Pourquoi conditionner le Revenu de solidarité active ? Lieu commun assez répandu repris par le gouvernement, le RSA désinciterait la reprise d’un emploi du fait de son montant apparemment trop élevé et de l’absence de contrepartie de travail. Mais qu’en est-il réellement ?


Une marotte « libérale » depuis la création du Revenu Minimum d’Insertion

La désincitation à l’emploi, ou la « trappe à chômage », est un argument récurrent. Le Revenu minimum d’insertion (RMI), créé par M. Rocard sous François Mitterrand, subissait déjà ces allégations. Un rapport de la Cour des Comptes de 1995 préconisait par exemple de renforcer le lien entre le versement du RMI et l’engagement dans le « contrat d’insertion. » À l’origine, le RMI était versé simplement en « échange » de démarches en vue de l’insertion professionnelle et sociale du travailleur.

L’idée d’une trappe à chômage est reprise dans des études du Commissariat Général au Plan (2000), du Conseil d’Analyse Économique (1998) et le CERSC (1997). Elles affirment que le caractère différentiel du RMI interdirait au bénéficiaire de voir son revenu augmenter substantiellement lors d’une reprise d’emploi. Pour remédier à cela, elles recommandent la mise en place d’un dispositif d’intéressement (qui sera assoupli en 1998) et d’une prime pour l’emploi (2000), sans proposer de durcissement conséquent en contrepartie du RMI.

En 2000, l’étude de G. Laroque et B. Salanié sur la décomposition du non-emploi en France avance que les prestations sociales aux chômeurs et inactifs, en général et pas seulement le RMI, sont des facteurs de « chômage volontaire. » Ils affirment que sur les 4 millions de chômeurs ou inactifs de l’époque, la moitié serait désincitée au retour à l’emploi. H. Sterdyniak, économiste à l’OFCE et membre des Économistes atterrés, a critiqué le manque de rigueur méthodologique de cette étude.

Déjà à l’époque, ces analyses datées étaient critiquées. Par exemple, P. Viveret et P. Vanlerenberghe – hauts fonctionnaires ayant participé à l’évaluation du RMI de 1989 à 1992 – concluaient à une absence de désincitation à l’emploi pour les couples proches du SMIC.

Aussi, une étude de 2002 prouve que la désincitation économique du RMI est circonscrite à une quantité limitée d’allocataires et est fortement limitée par la multitude d’autres raisons poussant les allocataires à refuser un emploi.
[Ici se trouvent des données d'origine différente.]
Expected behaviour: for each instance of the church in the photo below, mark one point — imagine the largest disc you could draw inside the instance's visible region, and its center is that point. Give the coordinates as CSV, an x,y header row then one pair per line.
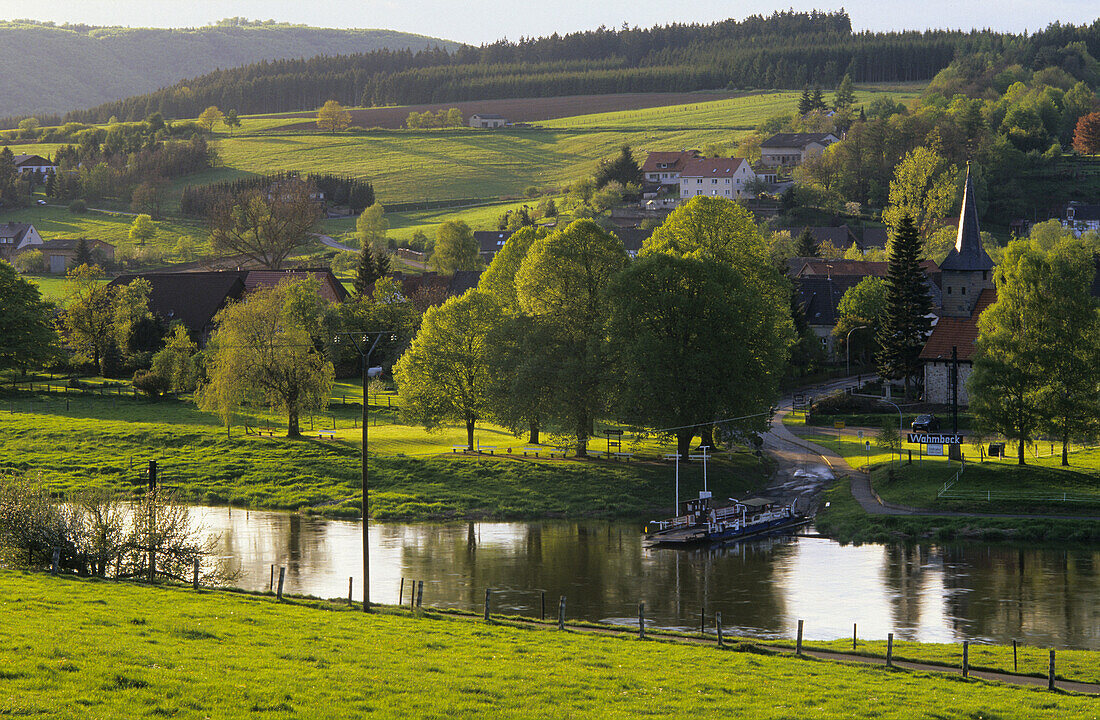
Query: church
x,y
967,285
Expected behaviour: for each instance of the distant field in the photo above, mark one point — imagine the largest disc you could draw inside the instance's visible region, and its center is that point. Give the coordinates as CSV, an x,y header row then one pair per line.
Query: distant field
x,y
519,109
435,165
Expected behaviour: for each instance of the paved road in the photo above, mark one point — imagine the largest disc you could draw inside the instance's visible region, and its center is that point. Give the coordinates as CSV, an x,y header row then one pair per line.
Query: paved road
x,y
798,454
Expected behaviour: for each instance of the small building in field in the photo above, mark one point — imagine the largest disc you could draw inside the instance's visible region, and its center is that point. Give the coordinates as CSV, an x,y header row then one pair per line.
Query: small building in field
x,y
487,120
967,291
15,237
59,255
717,177
664,167
788,150
34,164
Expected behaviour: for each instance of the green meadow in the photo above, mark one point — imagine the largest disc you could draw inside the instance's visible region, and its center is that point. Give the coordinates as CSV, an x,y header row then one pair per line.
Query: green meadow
x,y
79,441
86,649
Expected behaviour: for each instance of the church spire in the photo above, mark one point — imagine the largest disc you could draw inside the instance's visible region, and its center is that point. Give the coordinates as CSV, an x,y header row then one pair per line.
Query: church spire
x,y
968,254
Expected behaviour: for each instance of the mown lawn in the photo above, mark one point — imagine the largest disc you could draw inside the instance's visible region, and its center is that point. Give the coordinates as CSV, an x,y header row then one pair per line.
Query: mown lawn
x,y
86,649
78,442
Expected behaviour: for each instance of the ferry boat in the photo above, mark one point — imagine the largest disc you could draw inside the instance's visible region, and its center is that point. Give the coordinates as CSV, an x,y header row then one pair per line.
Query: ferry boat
x,y
706,522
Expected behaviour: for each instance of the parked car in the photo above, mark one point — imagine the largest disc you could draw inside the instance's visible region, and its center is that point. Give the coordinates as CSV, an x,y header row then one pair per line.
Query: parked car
x,y
926,423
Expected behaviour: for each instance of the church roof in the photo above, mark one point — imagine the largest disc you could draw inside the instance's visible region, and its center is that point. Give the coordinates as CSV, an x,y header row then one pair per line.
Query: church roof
x,y
968,254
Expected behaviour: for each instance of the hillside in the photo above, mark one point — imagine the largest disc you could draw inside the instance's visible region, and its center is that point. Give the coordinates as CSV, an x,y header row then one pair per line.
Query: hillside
x,y
53,69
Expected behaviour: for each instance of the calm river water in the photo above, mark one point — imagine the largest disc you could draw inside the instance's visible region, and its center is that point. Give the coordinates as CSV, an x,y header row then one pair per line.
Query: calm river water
x,y
926,593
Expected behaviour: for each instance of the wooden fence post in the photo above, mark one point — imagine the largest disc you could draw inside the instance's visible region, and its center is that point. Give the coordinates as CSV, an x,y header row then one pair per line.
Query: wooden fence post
x,y
1049,674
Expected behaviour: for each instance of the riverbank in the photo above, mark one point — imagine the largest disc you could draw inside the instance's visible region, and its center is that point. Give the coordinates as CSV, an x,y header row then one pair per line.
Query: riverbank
x,y
77,648
930,499
84,442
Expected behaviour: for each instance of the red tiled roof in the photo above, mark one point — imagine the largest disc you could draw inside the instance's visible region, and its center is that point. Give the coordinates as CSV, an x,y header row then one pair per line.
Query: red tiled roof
x,y
957,332
712,166
671,161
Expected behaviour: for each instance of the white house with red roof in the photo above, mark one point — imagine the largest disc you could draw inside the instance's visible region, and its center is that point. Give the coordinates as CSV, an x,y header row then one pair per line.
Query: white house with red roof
x,y
663,167
716,177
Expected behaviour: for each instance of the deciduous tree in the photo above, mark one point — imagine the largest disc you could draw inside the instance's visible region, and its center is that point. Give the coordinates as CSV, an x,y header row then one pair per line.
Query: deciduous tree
x,y
266,225
264,350
332,117
444,374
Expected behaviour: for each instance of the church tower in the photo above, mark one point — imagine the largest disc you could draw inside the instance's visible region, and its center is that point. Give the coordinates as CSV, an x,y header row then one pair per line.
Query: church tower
x,y
968,268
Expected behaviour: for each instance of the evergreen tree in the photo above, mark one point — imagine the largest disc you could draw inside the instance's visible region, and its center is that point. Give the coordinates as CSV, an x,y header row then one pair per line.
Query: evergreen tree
x,y
806,244
905,324
844,97
805,102
83,254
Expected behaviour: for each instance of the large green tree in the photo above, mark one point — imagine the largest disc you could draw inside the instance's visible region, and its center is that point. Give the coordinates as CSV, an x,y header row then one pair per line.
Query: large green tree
x,y
28,338
923,188
562,285
905,323
444,374
267,224
683,360
455,248
265,350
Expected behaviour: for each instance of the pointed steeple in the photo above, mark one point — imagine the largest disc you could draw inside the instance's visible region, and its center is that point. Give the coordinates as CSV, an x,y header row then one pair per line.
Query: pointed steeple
x,y
968,254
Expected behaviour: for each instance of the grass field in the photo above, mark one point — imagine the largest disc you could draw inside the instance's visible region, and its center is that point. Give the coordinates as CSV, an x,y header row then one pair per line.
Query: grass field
x,y
54,221
77,442
87,649
421,165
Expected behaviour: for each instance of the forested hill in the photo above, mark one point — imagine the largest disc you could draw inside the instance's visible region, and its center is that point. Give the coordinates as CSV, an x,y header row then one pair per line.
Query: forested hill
x,y
53,68
787,50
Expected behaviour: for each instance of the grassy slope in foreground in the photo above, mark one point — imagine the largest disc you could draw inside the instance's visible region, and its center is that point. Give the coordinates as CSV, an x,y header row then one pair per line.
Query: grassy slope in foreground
x,y
92,442
85,649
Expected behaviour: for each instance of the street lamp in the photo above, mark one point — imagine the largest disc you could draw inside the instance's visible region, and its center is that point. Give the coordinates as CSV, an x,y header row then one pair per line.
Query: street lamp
x,y
364,346
847,349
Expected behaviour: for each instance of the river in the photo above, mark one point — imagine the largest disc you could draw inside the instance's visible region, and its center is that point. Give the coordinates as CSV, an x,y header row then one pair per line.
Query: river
x,y
1046,597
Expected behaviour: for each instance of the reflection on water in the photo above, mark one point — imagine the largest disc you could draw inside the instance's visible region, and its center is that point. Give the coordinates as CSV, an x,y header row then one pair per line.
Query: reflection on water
x,y
927,593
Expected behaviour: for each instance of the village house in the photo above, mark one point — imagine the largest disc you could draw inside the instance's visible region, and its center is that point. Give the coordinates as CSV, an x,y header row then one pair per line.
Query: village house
x,y
967,290
487,120
33,164
1081,218
664,167
788,150
17,236
718,177
195,298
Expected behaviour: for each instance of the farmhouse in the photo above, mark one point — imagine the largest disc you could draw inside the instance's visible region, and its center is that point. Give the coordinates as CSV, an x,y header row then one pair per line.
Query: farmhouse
x,y
788,150
33,164
1081,218
487,120
15,236
719,177
967,290
664,167
61,254
195,298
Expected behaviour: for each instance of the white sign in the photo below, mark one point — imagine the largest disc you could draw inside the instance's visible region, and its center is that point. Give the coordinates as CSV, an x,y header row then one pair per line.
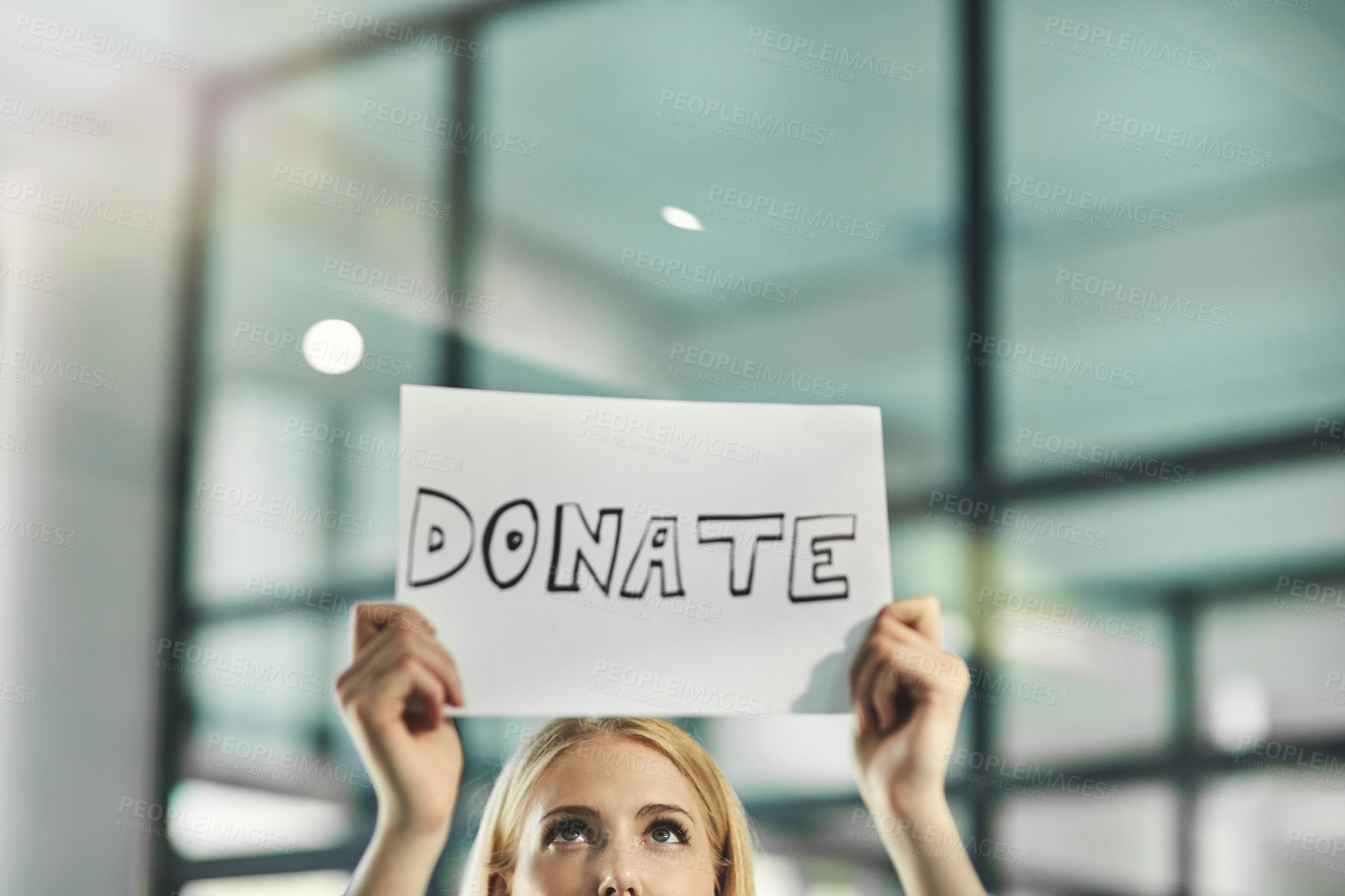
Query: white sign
x,y
619,556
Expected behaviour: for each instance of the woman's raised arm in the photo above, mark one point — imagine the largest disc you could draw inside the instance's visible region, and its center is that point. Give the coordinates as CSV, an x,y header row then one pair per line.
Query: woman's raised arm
x,y
391,700
907,694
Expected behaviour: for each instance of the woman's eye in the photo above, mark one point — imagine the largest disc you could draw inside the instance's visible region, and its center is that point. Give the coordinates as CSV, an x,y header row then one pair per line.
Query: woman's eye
x,y
572,833
665,835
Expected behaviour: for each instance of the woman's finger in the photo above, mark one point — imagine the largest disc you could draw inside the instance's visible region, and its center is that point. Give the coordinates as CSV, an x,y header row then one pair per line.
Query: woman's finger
x,y
377,665
373,618
920,613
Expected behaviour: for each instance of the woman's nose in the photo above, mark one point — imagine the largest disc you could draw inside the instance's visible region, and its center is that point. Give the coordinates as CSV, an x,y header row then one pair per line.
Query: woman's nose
x,y
619,870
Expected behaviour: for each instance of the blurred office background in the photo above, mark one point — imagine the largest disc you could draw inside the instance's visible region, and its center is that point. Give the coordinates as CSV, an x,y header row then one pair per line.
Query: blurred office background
x,y
1153,190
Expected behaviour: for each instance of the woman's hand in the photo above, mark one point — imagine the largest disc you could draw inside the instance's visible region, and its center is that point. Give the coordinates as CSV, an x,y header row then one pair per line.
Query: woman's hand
x,y
907,693
391,700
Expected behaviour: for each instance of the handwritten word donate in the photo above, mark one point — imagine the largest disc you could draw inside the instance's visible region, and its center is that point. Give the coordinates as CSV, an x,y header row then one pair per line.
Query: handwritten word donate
x,y
443,537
De plus, les allocataires sont dans leur écrasante majorité actifs dans leur recherche d’emploi. Et si le problème était surtout le manque d’emplois ?

Une autre étude de 2008 sur les raisons non monétaires au refus de l’emploi montre que la rémunération n’est pas la première des raisons pour ne pas reprendre un travail : les conditions et horaires de travail, la qualification, l’absence de moyen de transport adapté, la garde des enfants, le temps de trajet sont plus évoqués que la rémunération. L’étude signale que seulement 3 % des allocataires de l’étude signalent que le manque d’incitation financière est déterminant dans leur refus ! Aussi, cette étude révèle qu’une proportion non négligeable d’allocataires reprennent un emploi alors qu’ils ne gagnent pas plus, voire moins, à la reprise ! Cela s’explique par la valeur sociale du travail : ne pas travailler, en plus de limiter la sociabilité, est mal perçu, et peut provoquer un sentiment de honte.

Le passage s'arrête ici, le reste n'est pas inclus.